The thing is, I had this dream about titanic, red-eyed, space-faring beasts with glass-encased passengers on their backs. During the meeting later that day at work, the grown-ups were talking about revenue or something (talk about wasting time) and I thought, “I cannot speak of this revenue. Giant beasts are – even now – hurtling through space!” The only thing that might have given me away was my wild-eyed stare. Oh, and the small pieces of paper that lay scatterred on the table before me. Okay, and the high-pitched noise I was making way back in my throat. But those things had nothing to do with the dream – I’m just not good at meetings.

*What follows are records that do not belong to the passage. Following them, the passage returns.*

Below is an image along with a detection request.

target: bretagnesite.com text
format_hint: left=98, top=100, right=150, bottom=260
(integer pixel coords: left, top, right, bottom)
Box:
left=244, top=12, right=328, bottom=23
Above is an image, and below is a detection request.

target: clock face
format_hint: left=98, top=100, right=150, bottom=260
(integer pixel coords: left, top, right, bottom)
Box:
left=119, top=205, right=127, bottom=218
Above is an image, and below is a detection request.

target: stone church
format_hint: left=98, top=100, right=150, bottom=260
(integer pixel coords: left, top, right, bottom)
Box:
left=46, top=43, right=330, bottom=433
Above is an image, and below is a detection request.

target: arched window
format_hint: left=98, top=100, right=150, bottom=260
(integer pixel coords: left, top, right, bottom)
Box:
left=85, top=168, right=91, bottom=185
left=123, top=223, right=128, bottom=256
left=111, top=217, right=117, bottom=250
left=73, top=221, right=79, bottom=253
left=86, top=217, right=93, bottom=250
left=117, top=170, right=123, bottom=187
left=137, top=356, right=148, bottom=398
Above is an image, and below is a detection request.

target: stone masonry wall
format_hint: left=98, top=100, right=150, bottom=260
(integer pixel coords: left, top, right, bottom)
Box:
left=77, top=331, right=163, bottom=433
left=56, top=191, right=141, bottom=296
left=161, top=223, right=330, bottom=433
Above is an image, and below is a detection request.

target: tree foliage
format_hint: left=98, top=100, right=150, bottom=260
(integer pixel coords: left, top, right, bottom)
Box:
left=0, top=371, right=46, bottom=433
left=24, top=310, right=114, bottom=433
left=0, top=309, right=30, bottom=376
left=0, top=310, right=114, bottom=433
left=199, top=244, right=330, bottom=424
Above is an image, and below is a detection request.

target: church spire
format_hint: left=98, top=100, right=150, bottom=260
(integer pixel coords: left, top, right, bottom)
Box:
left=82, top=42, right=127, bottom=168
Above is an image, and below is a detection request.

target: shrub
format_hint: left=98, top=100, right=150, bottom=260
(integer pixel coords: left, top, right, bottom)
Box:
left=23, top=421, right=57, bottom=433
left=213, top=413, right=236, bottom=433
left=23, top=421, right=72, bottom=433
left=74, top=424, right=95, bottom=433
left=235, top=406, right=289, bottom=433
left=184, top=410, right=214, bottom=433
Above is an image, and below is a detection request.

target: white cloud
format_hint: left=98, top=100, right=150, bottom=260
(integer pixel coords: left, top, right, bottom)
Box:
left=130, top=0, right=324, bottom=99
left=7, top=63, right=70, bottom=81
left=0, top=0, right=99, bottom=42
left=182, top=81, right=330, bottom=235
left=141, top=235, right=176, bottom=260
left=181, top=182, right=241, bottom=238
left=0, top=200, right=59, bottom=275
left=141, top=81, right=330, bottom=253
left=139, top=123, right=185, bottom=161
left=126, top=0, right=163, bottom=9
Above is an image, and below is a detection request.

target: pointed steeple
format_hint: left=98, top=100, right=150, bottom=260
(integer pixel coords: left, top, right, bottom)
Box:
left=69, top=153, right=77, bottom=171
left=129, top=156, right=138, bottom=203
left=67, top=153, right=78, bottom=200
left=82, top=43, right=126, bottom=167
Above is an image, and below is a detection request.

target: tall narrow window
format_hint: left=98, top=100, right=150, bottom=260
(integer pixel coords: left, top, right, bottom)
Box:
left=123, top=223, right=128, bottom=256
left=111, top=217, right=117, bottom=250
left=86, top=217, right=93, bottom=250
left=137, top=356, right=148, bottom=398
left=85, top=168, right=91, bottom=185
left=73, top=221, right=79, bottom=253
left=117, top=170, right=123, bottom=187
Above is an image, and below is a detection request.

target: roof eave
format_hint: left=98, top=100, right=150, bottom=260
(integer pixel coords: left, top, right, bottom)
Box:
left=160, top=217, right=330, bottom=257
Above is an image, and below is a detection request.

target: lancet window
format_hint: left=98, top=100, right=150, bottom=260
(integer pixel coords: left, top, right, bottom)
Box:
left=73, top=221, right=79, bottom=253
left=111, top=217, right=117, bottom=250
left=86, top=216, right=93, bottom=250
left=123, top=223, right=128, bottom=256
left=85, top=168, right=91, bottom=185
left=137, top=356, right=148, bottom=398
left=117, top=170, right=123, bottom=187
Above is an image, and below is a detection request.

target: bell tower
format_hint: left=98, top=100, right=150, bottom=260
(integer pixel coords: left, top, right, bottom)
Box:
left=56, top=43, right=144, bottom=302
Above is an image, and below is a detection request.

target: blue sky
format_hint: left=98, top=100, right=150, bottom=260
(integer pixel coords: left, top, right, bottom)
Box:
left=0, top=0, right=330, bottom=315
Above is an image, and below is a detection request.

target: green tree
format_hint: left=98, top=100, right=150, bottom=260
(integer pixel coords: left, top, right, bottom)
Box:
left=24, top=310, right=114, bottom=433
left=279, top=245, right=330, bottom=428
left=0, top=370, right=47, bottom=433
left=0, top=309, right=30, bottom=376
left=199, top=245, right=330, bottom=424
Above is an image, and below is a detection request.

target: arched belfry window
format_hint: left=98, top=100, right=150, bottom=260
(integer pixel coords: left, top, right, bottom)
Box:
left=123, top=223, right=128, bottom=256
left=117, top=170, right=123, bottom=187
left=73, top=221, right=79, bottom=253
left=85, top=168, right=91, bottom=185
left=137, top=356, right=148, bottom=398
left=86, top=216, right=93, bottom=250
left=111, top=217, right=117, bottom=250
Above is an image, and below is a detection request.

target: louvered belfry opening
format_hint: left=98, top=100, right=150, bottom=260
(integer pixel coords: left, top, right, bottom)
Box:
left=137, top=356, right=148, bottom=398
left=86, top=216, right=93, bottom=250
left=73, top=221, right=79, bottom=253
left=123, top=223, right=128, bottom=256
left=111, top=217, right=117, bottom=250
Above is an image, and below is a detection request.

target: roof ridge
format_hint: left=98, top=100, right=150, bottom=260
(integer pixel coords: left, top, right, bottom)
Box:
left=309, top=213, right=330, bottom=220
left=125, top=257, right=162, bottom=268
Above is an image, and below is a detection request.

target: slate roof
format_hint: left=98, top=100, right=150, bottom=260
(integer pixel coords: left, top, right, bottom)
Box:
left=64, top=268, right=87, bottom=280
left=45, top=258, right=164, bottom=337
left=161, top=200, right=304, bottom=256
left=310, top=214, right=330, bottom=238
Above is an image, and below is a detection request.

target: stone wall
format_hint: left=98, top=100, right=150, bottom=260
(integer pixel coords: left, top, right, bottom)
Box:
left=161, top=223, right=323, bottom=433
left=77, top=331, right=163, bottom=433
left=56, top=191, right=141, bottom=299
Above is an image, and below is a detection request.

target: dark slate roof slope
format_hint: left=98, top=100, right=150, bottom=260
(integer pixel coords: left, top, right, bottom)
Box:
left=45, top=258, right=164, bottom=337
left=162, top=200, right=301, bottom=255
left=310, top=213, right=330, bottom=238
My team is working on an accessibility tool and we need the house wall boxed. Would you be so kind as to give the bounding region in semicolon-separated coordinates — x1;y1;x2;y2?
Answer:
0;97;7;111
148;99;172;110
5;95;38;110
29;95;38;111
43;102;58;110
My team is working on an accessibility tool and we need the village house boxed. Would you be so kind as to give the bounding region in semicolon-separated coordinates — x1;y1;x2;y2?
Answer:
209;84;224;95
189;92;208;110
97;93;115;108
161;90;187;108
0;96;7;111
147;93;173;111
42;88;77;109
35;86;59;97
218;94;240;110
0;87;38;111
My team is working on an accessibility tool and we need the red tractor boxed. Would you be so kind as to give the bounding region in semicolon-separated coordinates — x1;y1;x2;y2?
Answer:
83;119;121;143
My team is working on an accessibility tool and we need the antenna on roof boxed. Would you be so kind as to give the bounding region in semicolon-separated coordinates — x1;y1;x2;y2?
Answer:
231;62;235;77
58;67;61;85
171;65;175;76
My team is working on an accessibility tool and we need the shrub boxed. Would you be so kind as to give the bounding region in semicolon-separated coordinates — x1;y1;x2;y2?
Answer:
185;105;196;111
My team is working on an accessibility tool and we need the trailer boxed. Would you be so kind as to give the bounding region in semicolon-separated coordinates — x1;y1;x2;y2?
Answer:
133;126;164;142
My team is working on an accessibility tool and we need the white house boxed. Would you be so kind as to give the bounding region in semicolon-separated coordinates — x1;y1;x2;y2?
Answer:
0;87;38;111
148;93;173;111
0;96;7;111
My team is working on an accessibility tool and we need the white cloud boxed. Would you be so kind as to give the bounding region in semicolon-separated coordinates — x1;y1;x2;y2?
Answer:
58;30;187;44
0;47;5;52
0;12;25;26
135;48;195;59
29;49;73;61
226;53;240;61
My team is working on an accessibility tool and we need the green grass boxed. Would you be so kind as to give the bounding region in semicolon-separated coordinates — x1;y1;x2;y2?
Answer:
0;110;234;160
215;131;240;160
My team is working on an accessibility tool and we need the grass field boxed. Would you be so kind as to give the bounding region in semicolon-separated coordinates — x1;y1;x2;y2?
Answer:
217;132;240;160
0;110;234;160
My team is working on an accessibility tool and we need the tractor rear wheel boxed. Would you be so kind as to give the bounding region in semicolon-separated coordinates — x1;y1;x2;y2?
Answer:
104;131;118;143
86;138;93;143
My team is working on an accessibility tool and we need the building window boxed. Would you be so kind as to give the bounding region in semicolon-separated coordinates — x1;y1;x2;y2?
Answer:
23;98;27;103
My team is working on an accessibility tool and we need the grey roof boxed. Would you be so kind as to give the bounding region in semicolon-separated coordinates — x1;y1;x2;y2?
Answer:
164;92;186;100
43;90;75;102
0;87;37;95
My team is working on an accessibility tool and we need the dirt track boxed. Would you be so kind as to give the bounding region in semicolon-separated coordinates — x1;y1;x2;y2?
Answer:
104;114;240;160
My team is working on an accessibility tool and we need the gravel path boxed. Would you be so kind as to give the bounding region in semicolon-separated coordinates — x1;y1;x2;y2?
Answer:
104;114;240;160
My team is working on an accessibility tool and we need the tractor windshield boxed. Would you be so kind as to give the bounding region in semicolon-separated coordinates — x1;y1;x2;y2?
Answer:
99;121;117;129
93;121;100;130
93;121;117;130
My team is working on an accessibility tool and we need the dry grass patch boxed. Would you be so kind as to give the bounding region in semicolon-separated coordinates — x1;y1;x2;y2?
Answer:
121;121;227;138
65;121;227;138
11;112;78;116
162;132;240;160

I had an entrepreneurial episode during my holiday inspired by a high brain fever. I decided to come up with a way to meet the demands of the dead body parts market. Now this may seem somewhat grim at first glance, but with an eye on the saccharine brand of rustic charm peddled by such personalities as the impressively banal Martha Stewart, I may be able to spin this into something desirable to even the most apprehensive of rubes. Namely, a chain of quaint shops I’d like to call “Necrobilia.”
I would position these as forward-thinking repositories (or mausoleums) of showy domestic trifles, mostly made up of bits of polished, arranged or otherwise garnished biomass. To be sure, the consideration of these items as additions to one’s interior design (or costume jewelry) would require that one think “outside the box”–a point I would illustrate with festive coffins. As well, highlighted selections would be arranged daily at displays called “Remains of the Day.”